“A/B Interactions: A Call to Relax”, Microsoft Research2023-08-02 (, )⁠:

…We’re going to show you why A/B interactions—the dreaded scenario where two or more tests interfere with each other—are not as common a problem as you might think. Don’t get us wrong, we’re not saying that you can completely let down your guard and ignore A/B interactions altogether. We’re just saying that they’re rare enough that you can usually run your tests without worrying about them.
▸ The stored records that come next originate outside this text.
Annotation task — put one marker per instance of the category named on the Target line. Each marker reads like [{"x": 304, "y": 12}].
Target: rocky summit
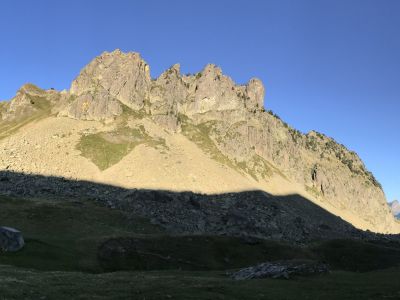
[{"x": 197, "y": 132}]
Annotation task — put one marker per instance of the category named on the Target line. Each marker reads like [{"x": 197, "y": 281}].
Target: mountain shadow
[
  {"x": 290, "y": 218},
  {"x": 79, "y": 225}
]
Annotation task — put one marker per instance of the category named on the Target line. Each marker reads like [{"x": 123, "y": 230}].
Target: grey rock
[{"x": 282, "y": 269}]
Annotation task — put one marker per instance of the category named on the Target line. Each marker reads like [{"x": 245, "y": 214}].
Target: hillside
[{"x": 201, "y": 133}]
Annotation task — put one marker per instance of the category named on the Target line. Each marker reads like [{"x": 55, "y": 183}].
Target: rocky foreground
[{"x": 251, "y": 214}]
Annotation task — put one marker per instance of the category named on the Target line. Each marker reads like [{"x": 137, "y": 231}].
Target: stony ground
[{"x": 61, "y": 260}]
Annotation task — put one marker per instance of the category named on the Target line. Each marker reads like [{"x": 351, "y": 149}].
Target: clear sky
[{"x": 328, "y": 65}]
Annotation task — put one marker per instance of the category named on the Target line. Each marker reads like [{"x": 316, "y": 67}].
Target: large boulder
[{"x": 11, "y": 240}]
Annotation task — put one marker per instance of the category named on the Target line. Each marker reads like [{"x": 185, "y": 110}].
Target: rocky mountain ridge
[
  {"x": 395, "y": 208},
  {"x": 225, "y": 121}
]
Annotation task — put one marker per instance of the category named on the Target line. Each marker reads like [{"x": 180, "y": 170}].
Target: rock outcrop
[
  {"x": 11, "y": 240},
  {"x": 395, "y": 208},
  {"x": 225, "y": 120},
  {"x": 283, "y": 269}
]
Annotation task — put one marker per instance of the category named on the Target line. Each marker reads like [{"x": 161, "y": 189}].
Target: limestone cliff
[{"x": 226, "y": 121}]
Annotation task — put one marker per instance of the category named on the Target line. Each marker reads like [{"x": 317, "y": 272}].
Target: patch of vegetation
[
  {"x": 257, "y": 167},
  {"x": 63, "y": 235},
  {"x": 60, "y": 260},
  {"x": 105, "y": 149},
  {"x": 358, "y": 256},
  {"x": 39, "y": 108},
  {"x": 200, "y": 135}
]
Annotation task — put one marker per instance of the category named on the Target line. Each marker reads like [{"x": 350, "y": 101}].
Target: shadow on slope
[{"x": 68, "y": 226}]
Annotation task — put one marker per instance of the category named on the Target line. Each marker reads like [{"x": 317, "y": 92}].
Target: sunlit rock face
[{"x": 226, "y": 123}]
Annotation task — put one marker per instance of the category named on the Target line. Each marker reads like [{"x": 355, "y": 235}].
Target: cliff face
[
  {"x": 395, "y": 208},
  {"x": 226, "y": 121}
]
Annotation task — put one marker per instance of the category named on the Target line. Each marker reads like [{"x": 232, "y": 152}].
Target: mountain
[
  {"x": 395, "y": 208},
  {"x": 197, "y": 132}
]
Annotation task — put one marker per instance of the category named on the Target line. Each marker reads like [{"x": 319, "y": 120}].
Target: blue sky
[{"x": 332, "y": 66}]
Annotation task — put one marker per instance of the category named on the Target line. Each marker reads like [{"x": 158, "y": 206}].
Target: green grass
[
  {"x": 42, "y": 109},
  {"x": 105, "y": 149},
  {"x": 64, "y": 235},
  {"x": 26, "y": 284},
  {"x": 257, "y": 167},
  {"x": 61, "y": 260}
]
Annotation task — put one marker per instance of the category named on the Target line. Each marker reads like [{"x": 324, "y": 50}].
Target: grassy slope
[
  {"x": 42, "y": 109},
  {"x": 60, "y": 259}
]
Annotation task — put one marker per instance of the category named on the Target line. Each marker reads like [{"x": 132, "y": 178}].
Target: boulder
[{"x": 11, "y": 240}]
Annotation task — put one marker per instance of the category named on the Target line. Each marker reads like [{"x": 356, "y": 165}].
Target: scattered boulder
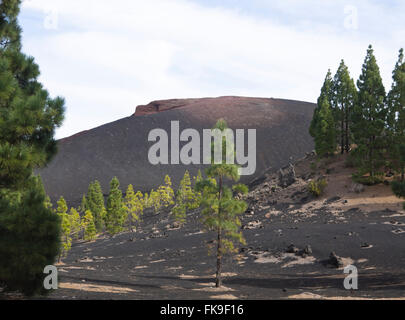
[
  {"x": 292, "y": 249},
  {"x": 333, "y": 199},
  {"x": 357, "y": 188},
  {"x": 307, "y": 251},
  {"x": 335, "y": 260},
  {"x": 286, "y": 176},
  {"x": 256, "y": 224}
]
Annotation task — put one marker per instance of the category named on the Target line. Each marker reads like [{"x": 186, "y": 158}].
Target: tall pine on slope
[
  {"x": 186, "y": 199},
  {"x": 326, "y": 92},
  {"x": 95, "y": 203},
  {"x": 134, "y": 204},
  {"x": 369, "y": 117},
  {"x": 344, "y": 97},
  {"x": 88, "y": 226},
  {"x": 396, "y": 115},
  {"x": 116, "y": 211},
  {"x": 29, "y": 232},
  {"x": 325, "y": 137},
  {"x": 221, "y": 209},
  {"x": 66, "y": 227}
]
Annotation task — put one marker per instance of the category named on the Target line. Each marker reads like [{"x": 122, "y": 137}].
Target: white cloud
[{"x": 106, "y": 57}]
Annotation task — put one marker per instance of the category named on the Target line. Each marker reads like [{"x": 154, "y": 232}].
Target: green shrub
[{"x": 317, "y": 187}]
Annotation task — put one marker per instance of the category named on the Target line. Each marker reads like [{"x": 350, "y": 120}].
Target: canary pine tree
[
  {"x": 134, "y": 205},
  {"x": 369, "y": 118},
  {"x": 324, "y": 130},
  {"x": 326, "y": 93},
  {"x": 186, "y": 199},
  {"x": 115, "y": 211},
  {"x": 88, "y": 226},
  {"x": 75, "y": 223},
  {"x": 396, "y": 115},
  {"x": 95, "y": 203},
  {"x": 29, "y": 231},
  {"x": 344, "y": 98},
  {"x": 66, "y": 227},
  {"x": 166, "y": 193},
  {"x": 220, "y": 208}
]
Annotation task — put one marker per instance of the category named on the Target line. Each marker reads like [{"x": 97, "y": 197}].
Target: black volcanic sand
[
  {"x": 153, "y": 265},
  {"x": 120, "y": 148}
]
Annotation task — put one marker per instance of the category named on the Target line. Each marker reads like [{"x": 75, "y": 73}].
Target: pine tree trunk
[
  {"x": 219, "y": 259},
  {"x": 218, "y": 282},
  {"x": 347, "y": 144},
  {"x": 342, "y": 140}
]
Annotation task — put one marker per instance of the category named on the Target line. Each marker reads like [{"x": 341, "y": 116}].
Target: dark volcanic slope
[{"x": 120, "y": 148}]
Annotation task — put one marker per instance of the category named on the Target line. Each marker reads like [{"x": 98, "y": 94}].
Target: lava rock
[
  {"x": 357, "y": 188},
  {"x": 335, "y": 260},
  {"x": 286, "y": 176},
  {"x": 292, "y": 249}
]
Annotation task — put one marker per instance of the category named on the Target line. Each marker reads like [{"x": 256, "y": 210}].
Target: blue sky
[{"x": 107, "y": 57}]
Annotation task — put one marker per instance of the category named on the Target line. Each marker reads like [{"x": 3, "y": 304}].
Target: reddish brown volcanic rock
[{"x": 120, "y": 148}]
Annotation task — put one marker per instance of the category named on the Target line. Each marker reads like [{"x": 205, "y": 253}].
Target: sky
[{"x": 106, "y": 57}]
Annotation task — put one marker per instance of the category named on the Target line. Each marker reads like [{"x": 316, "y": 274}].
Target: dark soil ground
[{"x": 159, "y": 262}]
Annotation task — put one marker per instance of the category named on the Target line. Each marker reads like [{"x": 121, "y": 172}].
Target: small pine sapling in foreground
[
  {"x": 220, "y": 208},
  {"x": 94, "y": 202},
  {"x": 116, "y": 211},
  {"x": 134, "y": 203},
  {"x": 155, "y": 200},
  {"x": 186, "y": 199},
  {"x": 74, "y": 217},
  {"x": 66, "y": 242},
  {"x": 88, "y": 226},
  {"x": 166, "y": 193}
]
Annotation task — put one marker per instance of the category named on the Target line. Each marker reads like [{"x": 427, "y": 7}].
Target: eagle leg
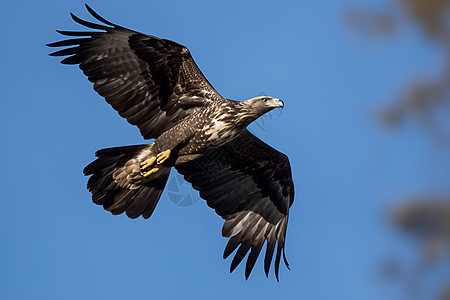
[{"x": 148, "y": 163}]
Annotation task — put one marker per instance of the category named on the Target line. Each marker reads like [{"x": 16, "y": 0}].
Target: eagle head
[{"x": 263, "y": 104}]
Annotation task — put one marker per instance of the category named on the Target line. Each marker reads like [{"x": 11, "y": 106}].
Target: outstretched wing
[
  {"x": 151, "y": 82},
  {"x": 249, "y": 184}
]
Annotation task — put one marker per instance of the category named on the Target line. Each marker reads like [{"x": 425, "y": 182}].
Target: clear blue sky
[{"x": 56, "y": 244}]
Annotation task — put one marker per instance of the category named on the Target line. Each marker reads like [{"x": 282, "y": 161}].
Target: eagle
[{"x": 155, "y": 84}]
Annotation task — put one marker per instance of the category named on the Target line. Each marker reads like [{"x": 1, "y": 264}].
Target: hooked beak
[{"x": 280, "y": 103}]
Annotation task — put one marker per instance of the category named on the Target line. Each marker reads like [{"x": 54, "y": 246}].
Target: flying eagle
[{"x": 155, "y": 84}]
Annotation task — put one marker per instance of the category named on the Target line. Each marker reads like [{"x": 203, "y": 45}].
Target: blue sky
[{"x": 56, "y": 244}]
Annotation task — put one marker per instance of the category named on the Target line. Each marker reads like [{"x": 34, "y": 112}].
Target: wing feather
[
  {"x": 151, "y": 82},
  {"x": 249, "y": 184}
]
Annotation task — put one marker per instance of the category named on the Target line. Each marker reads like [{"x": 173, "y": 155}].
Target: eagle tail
[{"x": 117, "y": 184}]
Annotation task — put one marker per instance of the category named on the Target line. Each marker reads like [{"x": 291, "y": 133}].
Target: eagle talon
[
  {"x": 148, "y": 173},
  {"x": 162, "y": 157}
]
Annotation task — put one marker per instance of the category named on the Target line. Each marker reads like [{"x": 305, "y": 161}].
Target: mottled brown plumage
[{"x": 155, "y": 84}]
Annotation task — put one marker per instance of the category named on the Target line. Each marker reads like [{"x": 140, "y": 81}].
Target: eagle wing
[
  {"x": 151, "y": 82},
  {"x": 249, "y": 184}
]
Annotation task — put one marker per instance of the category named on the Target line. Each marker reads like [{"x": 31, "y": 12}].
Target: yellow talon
[
  {"x": 148, "y": 163},
  {"x": 154, "y": 170},
  {"x": 163, "y": 156}
]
Looking for A/B Interactions at Microsoft: Our previous experience with A/B tests at Microsoft had found that A/B interactions were extremely rare. Similarly, researchers at Facebook found that A/B interactions were not a serious problem for their tests.

We recently carried out a new investigation of A/B interactions in a major Microsoft product group. In this product group, A/B tests are not isolated from each other, and each control-treatment assignment takes place independently. The data analysis

Within this product group, we looked at 4 major products, each of which runs hundreds of A/B tests per day on millions of users. For each product, we picked a single day, and looked at every pair of A/B tests that were running on that same day. For each pair, we calculated every metric for that product for every possible control or treatment assignment combination for the two tests in the pair. The results for metric y are shown here for a case where each test has one control and one treatment.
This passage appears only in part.